*hears a gorilla roar from the stomach*
Did you hear that? I hope not.
Well coming to the point. *slurps a sip of mango milksake and moans* Do you want some? *extends the glass* nah! Even if you said yes I won't give you.
Well this afternoon I got a message on my college group saying that all the professors above the age of 60 will be removed from the college which includes our principal. *packs the bags and runs away from the college, hires a space shuttle and flies off the planet before it gets struck by a disease called fuckessors-fucked up professors! *
Like seriously, which kind of a stupid, absurd, big butted, rotten brained creature would think of removing some most experienced and useful bunch of teachers? Yeah yeah I know those white headed, wrinkled faced practically sexually frustrated human kinds makes your living hell, but those are the ones who has something sensible to teach more than those young fruits who just popped out of the flower and decided to lead the forest. I'm dreading to go to college now thinking that we would be led by some nut heads.
But here I am keeping my hopes high by sitting on this couch, shifting from one position to other, after heating up the previous spot. And you know what my hope is? What my splash of orange in this purple world is?
Any guesses?
*people raising hands*
You, yes you—the boy with those blue eyes and dark hair—you are staring at me since when. Thinking if the girl with those beautiful eyes and a mysterious mask on, is me. No you silly sexy boy. I'm prettier than that. *snorts* so what do you think?
Silly sexy boy: Your desire to learn and prove yourself.
Me: hmmm...nah.Next.
Girl with rimmed glasses: Because you practically wanna hit all of their heads.
Me: I already do that in my dreams. Next.
No one?
Well alright you uncreative minds out there, my only hope to go to that college now is...

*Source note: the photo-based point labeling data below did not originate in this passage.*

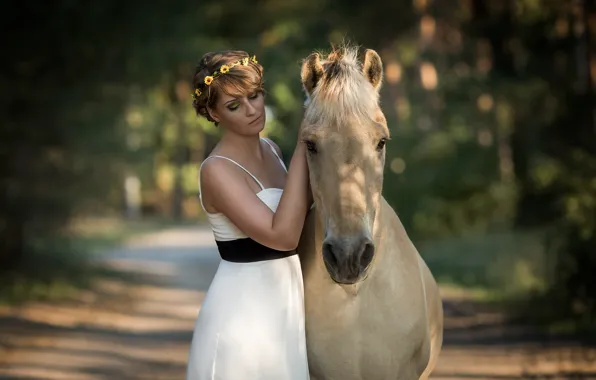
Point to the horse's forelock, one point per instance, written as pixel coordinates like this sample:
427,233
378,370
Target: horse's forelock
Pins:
344,95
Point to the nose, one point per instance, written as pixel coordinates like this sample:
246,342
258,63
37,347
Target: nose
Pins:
347,259
250,110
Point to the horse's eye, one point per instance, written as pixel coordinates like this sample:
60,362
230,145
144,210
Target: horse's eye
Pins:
311,146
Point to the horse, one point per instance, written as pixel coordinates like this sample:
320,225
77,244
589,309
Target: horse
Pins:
372,307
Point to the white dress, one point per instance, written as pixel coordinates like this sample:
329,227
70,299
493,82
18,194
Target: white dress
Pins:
251,323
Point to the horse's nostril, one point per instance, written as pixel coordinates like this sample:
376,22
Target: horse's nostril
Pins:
368,251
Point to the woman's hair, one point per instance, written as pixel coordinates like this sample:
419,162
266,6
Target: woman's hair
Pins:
240,80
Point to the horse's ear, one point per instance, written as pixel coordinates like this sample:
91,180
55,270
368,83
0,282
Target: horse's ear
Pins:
373,68
311,73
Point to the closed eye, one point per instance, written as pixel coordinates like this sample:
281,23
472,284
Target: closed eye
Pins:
381,144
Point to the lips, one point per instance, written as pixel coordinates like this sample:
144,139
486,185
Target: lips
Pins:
255,120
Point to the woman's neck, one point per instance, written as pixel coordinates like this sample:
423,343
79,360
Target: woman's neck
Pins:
243,146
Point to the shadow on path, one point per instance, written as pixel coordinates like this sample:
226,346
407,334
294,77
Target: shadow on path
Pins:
138,325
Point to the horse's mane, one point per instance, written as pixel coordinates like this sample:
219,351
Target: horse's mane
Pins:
343,95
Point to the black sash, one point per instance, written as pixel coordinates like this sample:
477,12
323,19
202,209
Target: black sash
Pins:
247,251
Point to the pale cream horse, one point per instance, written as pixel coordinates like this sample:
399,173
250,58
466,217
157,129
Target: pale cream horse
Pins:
373,309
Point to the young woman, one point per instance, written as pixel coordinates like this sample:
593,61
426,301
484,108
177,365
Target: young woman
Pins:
251,323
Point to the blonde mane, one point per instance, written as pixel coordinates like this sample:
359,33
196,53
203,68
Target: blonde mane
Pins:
343,95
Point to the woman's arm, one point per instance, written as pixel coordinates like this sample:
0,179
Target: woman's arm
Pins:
230,195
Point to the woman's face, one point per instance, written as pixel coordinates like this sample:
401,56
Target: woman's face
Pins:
243,115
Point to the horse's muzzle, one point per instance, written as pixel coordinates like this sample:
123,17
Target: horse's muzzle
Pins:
347,259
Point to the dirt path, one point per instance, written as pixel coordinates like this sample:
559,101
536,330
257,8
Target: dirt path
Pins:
140,326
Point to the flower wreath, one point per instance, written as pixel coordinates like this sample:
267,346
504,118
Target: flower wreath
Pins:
224,69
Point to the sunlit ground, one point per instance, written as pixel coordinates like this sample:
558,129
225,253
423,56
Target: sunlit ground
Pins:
139,326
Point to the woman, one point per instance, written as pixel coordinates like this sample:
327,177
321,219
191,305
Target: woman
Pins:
251,323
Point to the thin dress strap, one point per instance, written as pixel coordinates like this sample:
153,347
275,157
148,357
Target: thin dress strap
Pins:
229,159
275,152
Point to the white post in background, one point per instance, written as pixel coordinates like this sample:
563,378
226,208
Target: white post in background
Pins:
132,191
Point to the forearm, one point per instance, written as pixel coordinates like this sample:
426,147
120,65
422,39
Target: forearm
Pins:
288,220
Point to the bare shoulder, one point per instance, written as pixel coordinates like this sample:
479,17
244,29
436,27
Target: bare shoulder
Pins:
275,146
218,170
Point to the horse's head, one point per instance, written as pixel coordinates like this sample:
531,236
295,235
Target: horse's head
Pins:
345,132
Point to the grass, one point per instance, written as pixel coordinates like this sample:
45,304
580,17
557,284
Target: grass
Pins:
59,268
495,266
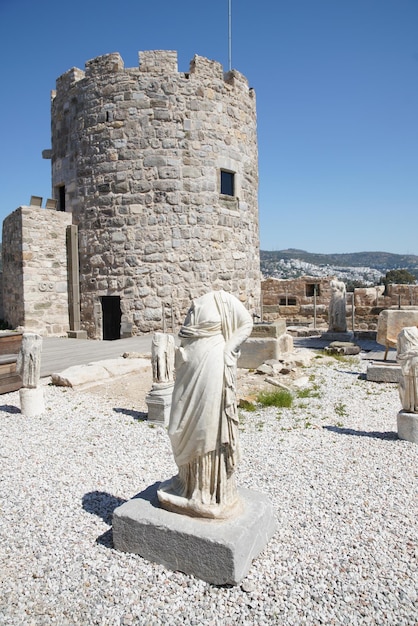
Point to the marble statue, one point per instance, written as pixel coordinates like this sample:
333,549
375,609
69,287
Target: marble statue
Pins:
203,426
162,358
337,321
407,355
28,366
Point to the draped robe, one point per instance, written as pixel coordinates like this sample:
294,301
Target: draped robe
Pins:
203,426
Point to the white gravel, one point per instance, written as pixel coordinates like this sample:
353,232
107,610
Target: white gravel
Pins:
343,486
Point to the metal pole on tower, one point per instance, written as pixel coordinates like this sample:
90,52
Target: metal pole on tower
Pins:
229,36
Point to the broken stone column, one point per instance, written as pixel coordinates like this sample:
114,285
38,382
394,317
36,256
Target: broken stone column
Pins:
28,366
162,359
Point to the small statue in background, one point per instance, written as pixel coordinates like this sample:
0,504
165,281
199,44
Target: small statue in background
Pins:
337,321
162,358
28,366
407,347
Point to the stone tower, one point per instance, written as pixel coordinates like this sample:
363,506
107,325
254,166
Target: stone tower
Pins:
159,170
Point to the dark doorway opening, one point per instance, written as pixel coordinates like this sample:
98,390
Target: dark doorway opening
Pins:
111,317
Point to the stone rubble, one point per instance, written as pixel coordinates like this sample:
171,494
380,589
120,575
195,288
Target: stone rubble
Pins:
343,486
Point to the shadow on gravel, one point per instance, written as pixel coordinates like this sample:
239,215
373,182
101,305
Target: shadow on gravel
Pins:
9,408
102,504
137,415
390,435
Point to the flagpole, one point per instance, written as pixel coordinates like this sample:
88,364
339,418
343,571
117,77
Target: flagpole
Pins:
229,37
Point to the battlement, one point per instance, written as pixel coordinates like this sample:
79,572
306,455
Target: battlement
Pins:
106,64
67,80
157,62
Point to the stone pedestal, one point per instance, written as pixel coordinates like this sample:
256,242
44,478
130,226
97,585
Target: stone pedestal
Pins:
219,552
407,426
31,401
159,403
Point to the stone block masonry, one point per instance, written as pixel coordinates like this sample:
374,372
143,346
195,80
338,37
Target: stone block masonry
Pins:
137,157
35,270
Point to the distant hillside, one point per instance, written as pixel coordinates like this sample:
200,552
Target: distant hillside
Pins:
355,269
382,261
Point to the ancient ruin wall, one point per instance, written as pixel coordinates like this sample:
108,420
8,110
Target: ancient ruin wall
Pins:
35,270
137,155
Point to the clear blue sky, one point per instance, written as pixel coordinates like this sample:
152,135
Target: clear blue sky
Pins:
337,100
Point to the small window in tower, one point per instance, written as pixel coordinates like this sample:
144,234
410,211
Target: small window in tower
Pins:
61,198
227,183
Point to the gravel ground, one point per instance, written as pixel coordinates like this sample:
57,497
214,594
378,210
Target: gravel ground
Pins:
343,486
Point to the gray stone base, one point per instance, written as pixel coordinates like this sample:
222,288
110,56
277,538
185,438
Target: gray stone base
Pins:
77,334
408,426
383,372
159,403
219,552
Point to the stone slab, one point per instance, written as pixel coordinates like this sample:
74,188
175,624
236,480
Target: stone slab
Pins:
255,351
384,372
275,329
390,323
407,426
85,376
330,336
217,551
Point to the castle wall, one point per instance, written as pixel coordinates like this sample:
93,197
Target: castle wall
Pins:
35,270
137,155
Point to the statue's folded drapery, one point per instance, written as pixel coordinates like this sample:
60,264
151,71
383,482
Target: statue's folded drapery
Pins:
407,356
203,425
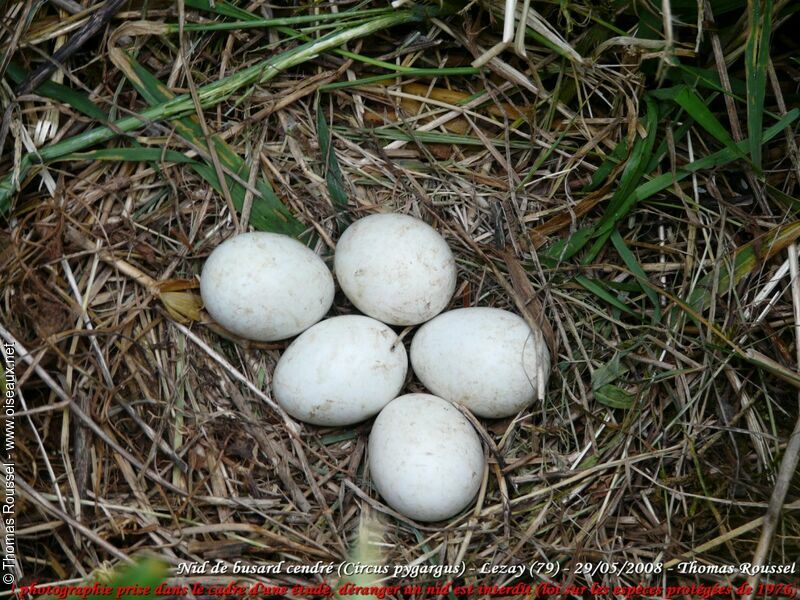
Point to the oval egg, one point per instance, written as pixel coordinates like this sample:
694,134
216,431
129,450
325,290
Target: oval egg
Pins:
265,286
425,458
487,359
395,268
340,371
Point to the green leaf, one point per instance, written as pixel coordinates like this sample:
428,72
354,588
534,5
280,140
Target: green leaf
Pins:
743,262
612,160
596,287
637,271
333,174
620,204
717,159
614,397
77,100
609,372
267,213
756,62
130,155
698,109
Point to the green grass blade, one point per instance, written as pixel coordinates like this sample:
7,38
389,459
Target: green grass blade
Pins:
717,159
745,260
756,61
208,95
333,174
698,109
597,288
267,213
129,155
77,100
638,273
634,170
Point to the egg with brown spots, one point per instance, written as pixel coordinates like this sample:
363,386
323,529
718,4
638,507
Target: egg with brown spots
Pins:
265,286
395,268
340,371
425,458
488,359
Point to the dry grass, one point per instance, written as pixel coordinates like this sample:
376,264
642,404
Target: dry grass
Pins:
144,427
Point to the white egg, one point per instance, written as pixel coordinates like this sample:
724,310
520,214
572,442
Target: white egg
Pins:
395,268
265,286
425,458
487,359
340,371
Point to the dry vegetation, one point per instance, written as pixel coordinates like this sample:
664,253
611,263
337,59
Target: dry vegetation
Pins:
631,179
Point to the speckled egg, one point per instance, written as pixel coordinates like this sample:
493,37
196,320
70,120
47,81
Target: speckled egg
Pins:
487,359
395,268
425,458
340,371
265,286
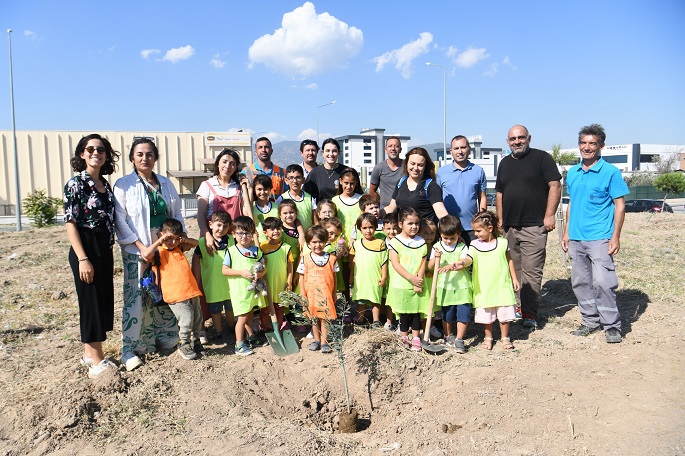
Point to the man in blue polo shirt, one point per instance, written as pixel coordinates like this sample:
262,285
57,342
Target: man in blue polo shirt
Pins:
463,186
595,215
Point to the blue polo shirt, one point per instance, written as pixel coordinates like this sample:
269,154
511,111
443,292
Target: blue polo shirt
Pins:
592,193
460,190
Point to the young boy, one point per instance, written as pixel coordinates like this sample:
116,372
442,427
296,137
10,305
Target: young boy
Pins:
178,284
214,282
238,266
306,204
454,281
279,267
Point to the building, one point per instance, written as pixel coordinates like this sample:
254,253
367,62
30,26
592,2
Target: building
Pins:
364,150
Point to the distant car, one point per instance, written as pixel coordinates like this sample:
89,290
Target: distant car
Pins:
646,205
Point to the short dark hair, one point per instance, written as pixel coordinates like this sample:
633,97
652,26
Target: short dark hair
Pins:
271,223
595,130
450,225
368,199
221,216
172,226
365,216
78,164
315,231
244,223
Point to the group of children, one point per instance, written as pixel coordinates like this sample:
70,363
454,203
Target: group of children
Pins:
321,248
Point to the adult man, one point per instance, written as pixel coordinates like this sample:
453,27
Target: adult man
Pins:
596,189
309,150
264,165
463,186
528,192
386,174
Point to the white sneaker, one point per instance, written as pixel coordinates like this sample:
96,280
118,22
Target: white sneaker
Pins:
94,371
131,361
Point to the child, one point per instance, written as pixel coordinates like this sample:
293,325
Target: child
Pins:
238,263
368,268
454,281
306,204
318,270
428,231
494,278
279,266
264,204
405,292
214,282
178,284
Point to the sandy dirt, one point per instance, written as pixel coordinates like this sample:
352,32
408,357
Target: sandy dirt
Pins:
554,394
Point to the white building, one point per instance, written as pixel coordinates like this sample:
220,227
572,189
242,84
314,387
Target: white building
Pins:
364,150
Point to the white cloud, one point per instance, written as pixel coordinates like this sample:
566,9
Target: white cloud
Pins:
175,55
471,56
404,56
307,43
216,62
146,53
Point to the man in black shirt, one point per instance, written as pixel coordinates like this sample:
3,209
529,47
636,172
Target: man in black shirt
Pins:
528,192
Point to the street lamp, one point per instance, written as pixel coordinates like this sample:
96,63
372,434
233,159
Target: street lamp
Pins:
444,107
317,119
14,137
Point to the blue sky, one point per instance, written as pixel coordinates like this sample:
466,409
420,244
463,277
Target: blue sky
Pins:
266,65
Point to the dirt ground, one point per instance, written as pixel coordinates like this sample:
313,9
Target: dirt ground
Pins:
554,394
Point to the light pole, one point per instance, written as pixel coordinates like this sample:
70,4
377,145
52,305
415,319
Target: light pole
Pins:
14,137
444,107
317,119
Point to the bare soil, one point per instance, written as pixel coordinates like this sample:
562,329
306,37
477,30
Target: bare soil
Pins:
554,394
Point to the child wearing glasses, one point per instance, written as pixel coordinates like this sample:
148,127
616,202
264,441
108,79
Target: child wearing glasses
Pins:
238,266
178,284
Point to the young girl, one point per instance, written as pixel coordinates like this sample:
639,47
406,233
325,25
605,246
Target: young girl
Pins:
318,270
407,253
368,268
494,278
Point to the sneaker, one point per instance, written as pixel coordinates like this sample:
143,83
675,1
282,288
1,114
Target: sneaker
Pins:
105,364
131,361
186,352
613,336
416,344
584,331
243,350
404,340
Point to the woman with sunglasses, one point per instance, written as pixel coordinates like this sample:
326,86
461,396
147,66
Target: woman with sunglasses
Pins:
143,201
89,219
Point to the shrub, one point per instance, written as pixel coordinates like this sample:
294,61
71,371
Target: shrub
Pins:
41,209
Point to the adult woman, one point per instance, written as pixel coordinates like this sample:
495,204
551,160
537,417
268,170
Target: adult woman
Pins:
322,182
221,192
89,219
417,190
143,200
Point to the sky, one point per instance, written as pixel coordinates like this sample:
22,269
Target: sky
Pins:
266,66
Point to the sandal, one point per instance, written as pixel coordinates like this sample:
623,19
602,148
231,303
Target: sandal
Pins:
487,343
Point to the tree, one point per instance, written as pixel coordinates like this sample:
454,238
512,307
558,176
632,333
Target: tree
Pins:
670,183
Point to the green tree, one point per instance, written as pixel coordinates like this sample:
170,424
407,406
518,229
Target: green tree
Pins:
670,183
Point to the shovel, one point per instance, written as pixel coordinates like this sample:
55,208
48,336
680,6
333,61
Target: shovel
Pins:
284,344
425,343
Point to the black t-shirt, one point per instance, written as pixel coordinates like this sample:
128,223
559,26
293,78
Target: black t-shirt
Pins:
322,183
524,184
417,198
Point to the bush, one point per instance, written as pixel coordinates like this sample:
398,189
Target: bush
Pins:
41,209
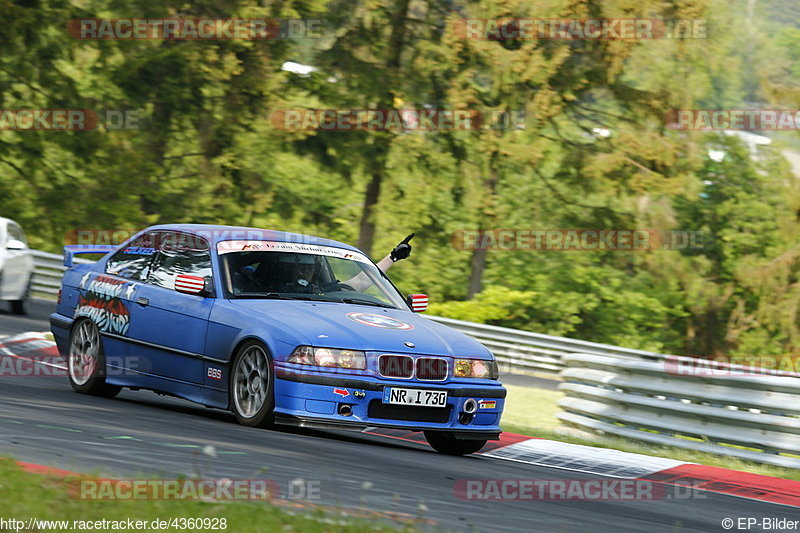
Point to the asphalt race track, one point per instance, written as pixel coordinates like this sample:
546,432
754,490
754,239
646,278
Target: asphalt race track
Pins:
143,435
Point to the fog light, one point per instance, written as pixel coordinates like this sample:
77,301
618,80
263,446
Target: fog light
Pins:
470,406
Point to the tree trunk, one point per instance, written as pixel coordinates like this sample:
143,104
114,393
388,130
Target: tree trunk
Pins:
479,256
383,142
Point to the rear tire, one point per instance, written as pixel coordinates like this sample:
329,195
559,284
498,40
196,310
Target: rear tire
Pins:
251,386
445,442
86,361
20,307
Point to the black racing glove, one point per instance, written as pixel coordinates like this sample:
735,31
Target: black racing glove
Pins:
402,250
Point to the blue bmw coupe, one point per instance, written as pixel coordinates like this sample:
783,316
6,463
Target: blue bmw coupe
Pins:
280,328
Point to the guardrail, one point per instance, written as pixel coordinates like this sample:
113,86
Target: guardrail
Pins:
723,409
517,349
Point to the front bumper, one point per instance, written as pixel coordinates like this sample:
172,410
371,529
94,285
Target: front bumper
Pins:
315,401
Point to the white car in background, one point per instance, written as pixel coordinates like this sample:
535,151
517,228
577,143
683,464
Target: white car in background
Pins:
16,266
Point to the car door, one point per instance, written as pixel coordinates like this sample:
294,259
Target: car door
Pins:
168,327
17,265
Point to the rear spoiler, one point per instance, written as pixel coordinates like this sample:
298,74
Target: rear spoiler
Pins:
78,249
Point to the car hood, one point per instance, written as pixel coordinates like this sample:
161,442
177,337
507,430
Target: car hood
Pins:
359,327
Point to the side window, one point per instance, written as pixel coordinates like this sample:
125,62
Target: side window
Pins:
133,261
180,254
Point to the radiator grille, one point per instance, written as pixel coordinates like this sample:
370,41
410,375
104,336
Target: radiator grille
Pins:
396,366
431,369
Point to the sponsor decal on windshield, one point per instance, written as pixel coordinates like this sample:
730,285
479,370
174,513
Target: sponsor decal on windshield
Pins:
227,247
379,321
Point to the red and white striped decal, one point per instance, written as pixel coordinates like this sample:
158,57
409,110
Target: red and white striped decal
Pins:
419,302
189,284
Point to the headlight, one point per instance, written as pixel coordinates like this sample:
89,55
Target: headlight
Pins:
475,368
330,357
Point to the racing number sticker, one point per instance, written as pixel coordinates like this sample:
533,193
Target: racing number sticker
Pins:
379,321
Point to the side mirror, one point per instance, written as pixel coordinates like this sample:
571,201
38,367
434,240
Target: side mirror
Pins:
15,244
193,285
417,302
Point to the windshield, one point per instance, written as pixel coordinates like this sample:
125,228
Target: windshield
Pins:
263,269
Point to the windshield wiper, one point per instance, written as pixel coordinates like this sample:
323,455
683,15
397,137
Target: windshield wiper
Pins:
366,302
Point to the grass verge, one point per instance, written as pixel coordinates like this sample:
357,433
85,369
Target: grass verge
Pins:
531,411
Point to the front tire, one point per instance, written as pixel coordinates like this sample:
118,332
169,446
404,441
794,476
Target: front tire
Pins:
251,388
445,442
20,307
86,361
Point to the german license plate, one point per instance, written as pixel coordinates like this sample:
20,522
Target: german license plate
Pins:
419,397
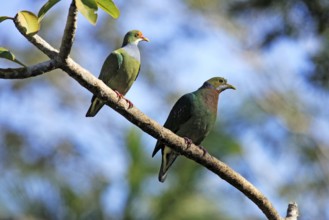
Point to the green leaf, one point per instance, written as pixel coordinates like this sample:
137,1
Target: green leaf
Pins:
28,21
90,3
109,7
88,9
45,8
6,54
2,18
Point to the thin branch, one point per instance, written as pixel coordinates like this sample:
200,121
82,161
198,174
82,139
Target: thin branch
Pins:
292,211
154,129
134,115
69,32
26,72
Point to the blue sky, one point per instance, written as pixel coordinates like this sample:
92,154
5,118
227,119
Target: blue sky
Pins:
185,49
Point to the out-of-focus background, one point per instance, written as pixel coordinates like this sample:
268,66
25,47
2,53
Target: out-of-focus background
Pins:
274,129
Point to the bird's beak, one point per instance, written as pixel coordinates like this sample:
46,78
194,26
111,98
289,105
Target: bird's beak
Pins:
145,38
229,86
224,87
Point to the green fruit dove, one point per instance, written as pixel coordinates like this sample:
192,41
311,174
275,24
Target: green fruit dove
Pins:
192,117
120,70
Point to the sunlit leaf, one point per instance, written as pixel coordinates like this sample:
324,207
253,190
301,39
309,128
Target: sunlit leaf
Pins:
90,3
6,54
45,8
2,18
28,21
88,10
109,7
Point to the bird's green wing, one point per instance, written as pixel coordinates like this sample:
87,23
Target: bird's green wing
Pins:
179,114
111,66
139,69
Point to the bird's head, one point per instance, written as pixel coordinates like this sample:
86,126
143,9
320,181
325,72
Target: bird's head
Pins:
134,37
218,83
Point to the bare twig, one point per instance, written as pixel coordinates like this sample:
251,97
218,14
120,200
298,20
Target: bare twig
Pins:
134,115
69,32
292,211
26,72
154,129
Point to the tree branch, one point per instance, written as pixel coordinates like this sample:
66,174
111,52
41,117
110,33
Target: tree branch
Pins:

That...one...hot...professor.
*slups the drool back up.*
Yes yes it's him.
The tall dark sexy dream guy—YES HE IS REAL AND SINGLE.
He is the one who makes my air go into my food pipe, the one who makes me control my pee during his lectures, the one who makes me bat my eyes—to try and see clear, beacuse I don't wear my spectacles infront of him, the one who makes it wet—my mouth you dirty minds. And I have no problem in oogling him and dreaming all kinda possible ways he would ask me out in coming future. Well that opportunity might be coming on a turtle.
But well, that's my orange in this purple situation. And also maybe my super sweet boyfriend who is far far far.... Far far....far far far far...away—looks through a telescope—well he hasn't fallen on earth yet. But I'm telling you he is coming.
A voice from the audience: This girl needs to sort out her priorities.
*scans the crowd*
There you are slumpy lump head. 668Please respect copyright.PENANA1gVtLz3scV
*walks towards him and slashes his shirt away*
'Well now you sort out whether you wanna hide your falling tummy or your gorilla chest'
*girl sitting besides him pukes on him.*
'Well now you get to choose'.
Holding my chin up I walk back up.
Well for the rest of you sweet fellas, a key to a successful college time is a hot professor. So what's your orange lining of the day?